Niedrige Zinsen und dadurch erzeugte zusätzliche Liquidität helfen nicht, wenn sich die Investitions- und die Konsumneigung nicht ändern. Vor allem aber hilft zusätzliche Liquidität zu geringen Zinsen nicht, wenn die Unternehmen nicht investieren (wollen), weil sie nicht von einer profitablen Konstellation in den kommenden Jahre überzeugt sind. Die Niedrig-Zinspolitik von FED-Chef Ben Bernanke ist in den Finanzinstituten und der Politik stark umstritten. Er will die niedrigen Zinsen mindestens bis 2014 halten. Verliert er den Machtkampf durch Veränderung der politischen Kräfteverhältnisse in den USA, ändert sich vermutlich auch diese Ausrichtung der Geldpolitik.

US-Notenbankchef Bernanke bestreitet, dass die Notenbanken für das historisch niedrige Zinsniveau verantwortlich zu machen sind. Schon 2005 sprach er von einer »globalen Sparschwemme«. Aus verschiedenen Gründen hätten Sparer in vielen Regionen großen Einfluss gewonnen. In Deutschland und Japan würde die alternde Bevölkerung für den Ruhestand vorsorgen. In China hält die Regierung sichere Anleihen zum Schutz vor einer zukünftigen Bankenkrise und als Nebenprodukt ihrer Bemühungen, den Wechselkurs stabil zu halten. In anderen Wachstumsmärkten werde die Anhäufung von Devisenreserven von ähnlichen Motiven diktiert.

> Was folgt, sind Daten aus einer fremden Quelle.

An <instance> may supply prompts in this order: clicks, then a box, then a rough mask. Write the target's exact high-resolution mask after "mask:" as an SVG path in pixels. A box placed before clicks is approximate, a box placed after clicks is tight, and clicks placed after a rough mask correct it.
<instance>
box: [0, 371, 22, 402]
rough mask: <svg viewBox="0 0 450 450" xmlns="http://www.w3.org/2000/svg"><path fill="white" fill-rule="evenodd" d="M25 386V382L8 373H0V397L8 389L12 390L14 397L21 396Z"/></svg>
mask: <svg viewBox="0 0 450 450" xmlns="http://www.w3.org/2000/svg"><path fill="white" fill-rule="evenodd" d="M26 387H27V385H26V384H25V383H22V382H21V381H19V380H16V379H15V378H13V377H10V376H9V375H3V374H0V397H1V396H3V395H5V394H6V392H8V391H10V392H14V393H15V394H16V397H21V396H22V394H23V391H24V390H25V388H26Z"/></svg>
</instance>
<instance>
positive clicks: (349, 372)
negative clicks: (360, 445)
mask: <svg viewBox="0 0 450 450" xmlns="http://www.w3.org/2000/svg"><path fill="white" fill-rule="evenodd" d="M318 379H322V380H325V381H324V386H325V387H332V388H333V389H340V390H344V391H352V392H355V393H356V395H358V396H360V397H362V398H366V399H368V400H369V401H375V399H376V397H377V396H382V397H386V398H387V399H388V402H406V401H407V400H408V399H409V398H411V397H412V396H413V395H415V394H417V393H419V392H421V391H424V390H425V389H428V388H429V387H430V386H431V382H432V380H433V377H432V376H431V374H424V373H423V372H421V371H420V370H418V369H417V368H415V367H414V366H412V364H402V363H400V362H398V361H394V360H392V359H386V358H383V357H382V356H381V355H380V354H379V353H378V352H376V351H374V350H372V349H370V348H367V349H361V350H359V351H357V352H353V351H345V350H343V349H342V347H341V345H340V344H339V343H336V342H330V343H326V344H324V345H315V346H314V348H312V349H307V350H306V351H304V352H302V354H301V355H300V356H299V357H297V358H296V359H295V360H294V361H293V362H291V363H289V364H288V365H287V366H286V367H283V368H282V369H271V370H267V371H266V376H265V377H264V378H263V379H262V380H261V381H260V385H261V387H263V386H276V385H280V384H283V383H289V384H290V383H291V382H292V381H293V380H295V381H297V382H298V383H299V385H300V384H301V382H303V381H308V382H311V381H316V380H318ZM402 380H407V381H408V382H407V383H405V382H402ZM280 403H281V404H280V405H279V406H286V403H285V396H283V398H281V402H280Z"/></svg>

Ölexportierende Länder wie Saudi-Arabien und die Vereinigten Arabischen Emirate, aber auch Norwegen seien bestrebt, mit dem Vermögen, das sie während der Boomjahre erzielen, Rücklagen zu bilden. Erst vor diesem Hintergrund kämen die Notenbanken mit ihrer Niedrigzinspolitik ins Spiel, mit den Bemühungen im Kampf gegen die Finanzkrise und die mögliche Abschwächung der Konjunktur die Leitzinssätze nahe Null zu halten. Schlussfolgerung: Eine Abkehr von dieser expansiven Geldpolitik ist nicht in Sicht.

Der eigentliche Grund für das überreichliche Angebot an Geldkapital und damit das Herabdrücken der Zinsen auf ein historisches Tiefstniveau ist die Shareholder value-Orientierung und die damit verbundene Politik, die Verwertungsraten massiv zu steigern und durch den Einsatz von prekärer Beschäftigung Unternehmen und Belegschaften wie »Zitronen« auszupressen. Die Gewinnexpansion geht aber nicht in eine Ausweitung der Produktion, sondern das Kapital sucht risikoärmere Renten auf den Geld- und Finanzmärkten. Daher fallen die Zinsen tief.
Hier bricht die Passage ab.